J'en retire l'impression que Nicole Lapierre nous murmure que tout un mode de vie était condamné à disparaître (très) lentement, absorbé par la modernité et les espoirs politiques, dispersé par l'émigration en occident ou en Palestine, et que l'une des conséquences paradoxales de l'œuvre nazie est que personne désormais n'osera parachever cette disparition : le shetl est dorénavant éternel, car comment s'autoriser à oublier?

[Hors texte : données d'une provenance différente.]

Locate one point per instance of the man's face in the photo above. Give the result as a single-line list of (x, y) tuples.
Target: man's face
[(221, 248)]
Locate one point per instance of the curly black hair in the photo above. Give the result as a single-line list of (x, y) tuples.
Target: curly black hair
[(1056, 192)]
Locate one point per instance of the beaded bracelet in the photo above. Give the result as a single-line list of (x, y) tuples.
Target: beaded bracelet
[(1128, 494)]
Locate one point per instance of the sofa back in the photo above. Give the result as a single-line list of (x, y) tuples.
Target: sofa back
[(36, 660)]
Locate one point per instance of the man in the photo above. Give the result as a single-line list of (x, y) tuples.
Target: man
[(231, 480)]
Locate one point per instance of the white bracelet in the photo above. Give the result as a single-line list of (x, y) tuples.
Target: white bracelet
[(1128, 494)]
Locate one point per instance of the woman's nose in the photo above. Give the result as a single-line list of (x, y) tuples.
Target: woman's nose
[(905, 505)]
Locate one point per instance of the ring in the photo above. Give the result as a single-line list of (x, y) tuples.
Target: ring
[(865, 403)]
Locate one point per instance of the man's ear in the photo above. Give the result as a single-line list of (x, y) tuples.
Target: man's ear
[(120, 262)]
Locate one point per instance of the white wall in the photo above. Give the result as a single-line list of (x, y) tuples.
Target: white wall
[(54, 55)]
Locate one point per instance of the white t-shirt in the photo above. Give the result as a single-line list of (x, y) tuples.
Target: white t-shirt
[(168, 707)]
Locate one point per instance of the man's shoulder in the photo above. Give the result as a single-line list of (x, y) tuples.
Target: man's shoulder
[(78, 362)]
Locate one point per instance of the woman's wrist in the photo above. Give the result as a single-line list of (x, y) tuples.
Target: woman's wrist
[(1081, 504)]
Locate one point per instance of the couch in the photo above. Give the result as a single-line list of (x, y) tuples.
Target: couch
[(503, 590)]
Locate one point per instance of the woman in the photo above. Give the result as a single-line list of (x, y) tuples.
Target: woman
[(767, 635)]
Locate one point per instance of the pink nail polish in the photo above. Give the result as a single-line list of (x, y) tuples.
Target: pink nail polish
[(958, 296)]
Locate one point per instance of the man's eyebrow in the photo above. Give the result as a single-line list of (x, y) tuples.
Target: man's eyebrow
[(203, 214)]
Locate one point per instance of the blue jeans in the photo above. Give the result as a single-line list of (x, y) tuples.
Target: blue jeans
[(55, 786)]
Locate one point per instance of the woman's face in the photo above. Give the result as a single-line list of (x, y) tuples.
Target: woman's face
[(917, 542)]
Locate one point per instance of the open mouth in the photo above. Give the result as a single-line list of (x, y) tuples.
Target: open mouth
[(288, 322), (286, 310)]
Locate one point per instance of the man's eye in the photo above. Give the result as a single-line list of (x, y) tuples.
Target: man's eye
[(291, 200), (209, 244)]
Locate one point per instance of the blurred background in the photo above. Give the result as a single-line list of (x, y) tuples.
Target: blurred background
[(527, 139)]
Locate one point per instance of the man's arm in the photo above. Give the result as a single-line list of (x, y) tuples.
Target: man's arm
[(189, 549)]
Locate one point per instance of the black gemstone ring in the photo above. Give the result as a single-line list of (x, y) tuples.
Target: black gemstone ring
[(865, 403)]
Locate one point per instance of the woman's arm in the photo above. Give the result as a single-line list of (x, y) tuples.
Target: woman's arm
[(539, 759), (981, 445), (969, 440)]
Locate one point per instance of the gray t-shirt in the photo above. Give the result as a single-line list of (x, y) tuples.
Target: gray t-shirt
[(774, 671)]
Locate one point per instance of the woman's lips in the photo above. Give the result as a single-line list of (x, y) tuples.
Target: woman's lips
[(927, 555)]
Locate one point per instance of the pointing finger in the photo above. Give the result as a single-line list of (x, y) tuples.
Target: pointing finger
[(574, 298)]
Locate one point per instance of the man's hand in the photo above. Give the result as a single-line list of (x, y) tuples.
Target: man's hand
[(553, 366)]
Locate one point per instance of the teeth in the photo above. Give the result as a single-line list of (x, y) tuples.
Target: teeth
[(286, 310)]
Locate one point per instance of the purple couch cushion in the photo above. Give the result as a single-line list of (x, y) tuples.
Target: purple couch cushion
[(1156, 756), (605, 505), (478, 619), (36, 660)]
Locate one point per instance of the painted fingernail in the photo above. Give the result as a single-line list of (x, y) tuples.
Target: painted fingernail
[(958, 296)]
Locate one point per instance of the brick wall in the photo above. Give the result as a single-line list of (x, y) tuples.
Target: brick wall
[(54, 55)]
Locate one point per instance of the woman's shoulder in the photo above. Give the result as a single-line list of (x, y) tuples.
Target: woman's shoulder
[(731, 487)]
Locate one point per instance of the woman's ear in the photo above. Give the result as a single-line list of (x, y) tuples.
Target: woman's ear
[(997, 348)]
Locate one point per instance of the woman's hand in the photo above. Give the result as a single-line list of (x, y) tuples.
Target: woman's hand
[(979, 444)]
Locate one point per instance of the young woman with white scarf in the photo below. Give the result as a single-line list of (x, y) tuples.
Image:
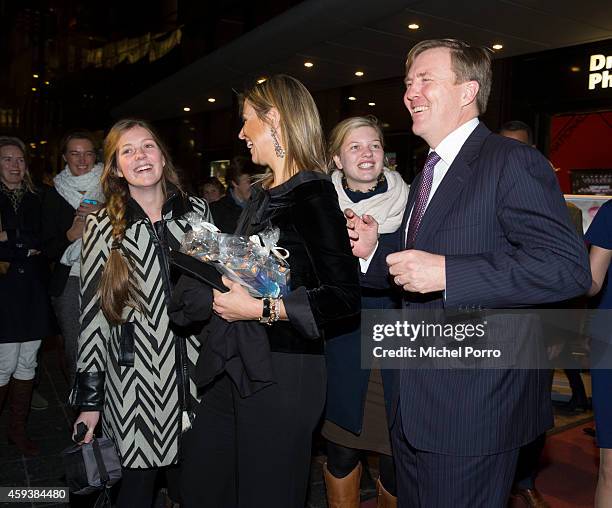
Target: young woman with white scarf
[(75, 194), (355, 413)]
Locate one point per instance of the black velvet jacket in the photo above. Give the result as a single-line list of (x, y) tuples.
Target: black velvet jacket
[(324, 273)]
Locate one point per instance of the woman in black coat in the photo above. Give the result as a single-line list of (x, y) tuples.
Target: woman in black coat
[(253, 451), (25, 316)]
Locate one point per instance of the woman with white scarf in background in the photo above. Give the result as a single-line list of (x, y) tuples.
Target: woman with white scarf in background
[(355, 413), (76, 193)]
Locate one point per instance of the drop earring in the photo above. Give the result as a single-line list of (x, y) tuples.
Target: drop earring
[(278, 149)]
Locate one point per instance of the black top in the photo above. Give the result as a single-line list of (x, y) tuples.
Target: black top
[(226, 213)]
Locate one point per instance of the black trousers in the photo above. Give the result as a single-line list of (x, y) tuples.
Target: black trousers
[(254, 452), (433, 480)]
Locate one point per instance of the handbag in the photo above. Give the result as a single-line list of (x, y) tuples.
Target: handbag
[(4, 265), (92, 466)]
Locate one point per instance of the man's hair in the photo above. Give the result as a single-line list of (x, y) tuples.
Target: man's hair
[(517, 125), (469, 63), (16, 142), (78, 134)]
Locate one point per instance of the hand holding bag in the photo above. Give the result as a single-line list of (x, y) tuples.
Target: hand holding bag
[(4, 265), (92, 466)]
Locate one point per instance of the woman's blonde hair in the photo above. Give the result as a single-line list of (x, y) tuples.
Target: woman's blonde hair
[(16, 142), (300, 124), (343, 129), (117, 288)]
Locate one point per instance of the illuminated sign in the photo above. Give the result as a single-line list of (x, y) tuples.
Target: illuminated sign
[(599, 68)]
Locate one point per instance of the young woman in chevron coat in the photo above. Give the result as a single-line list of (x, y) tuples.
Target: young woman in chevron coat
[(133, 366)]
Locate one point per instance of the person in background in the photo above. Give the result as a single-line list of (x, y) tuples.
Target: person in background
[(212, 189), (599, 235), (238, 178), (255, 450), (76, 193), (25, 311), (355, 408), (133, 365)]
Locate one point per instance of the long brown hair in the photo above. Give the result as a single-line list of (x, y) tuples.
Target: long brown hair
[(300, 124), (117, 287)]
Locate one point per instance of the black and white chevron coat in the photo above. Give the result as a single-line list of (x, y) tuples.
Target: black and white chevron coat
[(143, 398)]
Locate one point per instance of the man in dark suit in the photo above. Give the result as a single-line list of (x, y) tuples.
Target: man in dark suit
[(485, 228)]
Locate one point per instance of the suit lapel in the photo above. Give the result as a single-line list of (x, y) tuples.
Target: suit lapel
[(451, 186)]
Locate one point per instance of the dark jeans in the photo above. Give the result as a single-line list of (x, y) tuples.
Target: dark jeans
[(255, 451), (433, 480)]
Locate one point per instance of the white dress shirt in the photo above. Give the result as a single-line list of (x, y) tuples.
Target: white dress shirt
[(448, 149)]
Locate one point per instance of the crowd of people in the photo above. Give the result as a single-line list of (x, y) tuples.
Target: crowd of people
[(221, 390)]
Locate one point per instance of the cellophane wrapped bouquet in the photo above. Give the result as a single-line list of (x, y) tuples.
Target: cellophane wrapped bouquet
[(255, 262)]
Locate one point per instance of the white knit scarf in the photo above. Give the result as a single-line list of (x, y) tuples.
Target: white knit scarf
[(74, 189), (387, 208)]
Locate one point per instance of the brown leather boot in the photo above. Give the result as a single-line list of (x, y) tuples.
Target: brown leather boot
[(343, 492), (383, 498), (19, 396), (3, 392)]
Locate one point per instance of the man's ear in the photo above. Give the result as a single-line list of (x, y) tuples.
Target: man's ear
[(337, 162), (470, 91)]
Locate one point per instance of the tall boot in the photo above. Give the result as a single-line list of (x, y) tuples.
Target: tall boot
[(343, 492), (20, 394), (383, 498)]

Avec l'anéantissement d'une société fut aussi aboli l'espoir de ceux qui la contestaient. Ils voulaient rompre avec une vie juive marquée par la misère et la résignation, mais aussi se défaire de l'emprise de la tradition et du conformisme. De cette vie, plus rien ne demeure et les ruptures anciennes sont devenues d'irrémédiables et coupables abandons, scellés dans le silence. Revendiquer aujourd'hui les révoltes et rejets d'autrefois, c'est dénoncer, condamner les travers d'un univers depuis martyrisé. Rares sont ceux qui l'assument, même lorsqu'ils sont resté fidèles à leur engagement. Cet effondrement a rétroactivement doté du sens mythique de la nostalgie cet univers que l'émigration avait abandonné. Or la nostalgie est l'inverse d'une mémoire fondatrice, en elle, aucun présent, aucun avenir ne saurait se ressourcer, elle n'est que traces des pertes et des ruptures.
Nicole Lapierre, Le silence de la mémoire : à la recherche des Juifs de Plock, p.273

Exil avant la guerre (vers la France, souvent), fuite pendant la guerre (vers l'est, la Sibérie, le Nord de l'URSS ou le Caucase), hommage au peuple russe, pogroms polonais de 1946, tracasseries administratives françaises des années cinquante, livres de mémoire (Yzker biher), arogance des sabras (jeunes Israëliens nés en Israël) dans un pays qui valorise la résistance et les héros et tait la "catastrophe",...

L'épilogue clôt ce récit comme seul le réel ose clore un récit.
Et je songe aux Disparus de Mendelsohn : ce n'est finalement que l'accomplissement fictionnel de la recherche entreprise par Nicole Lapierre, recherche à la fois merveilleuse et éternellement décevante.
Je ne sais comment se termine Les Disparus.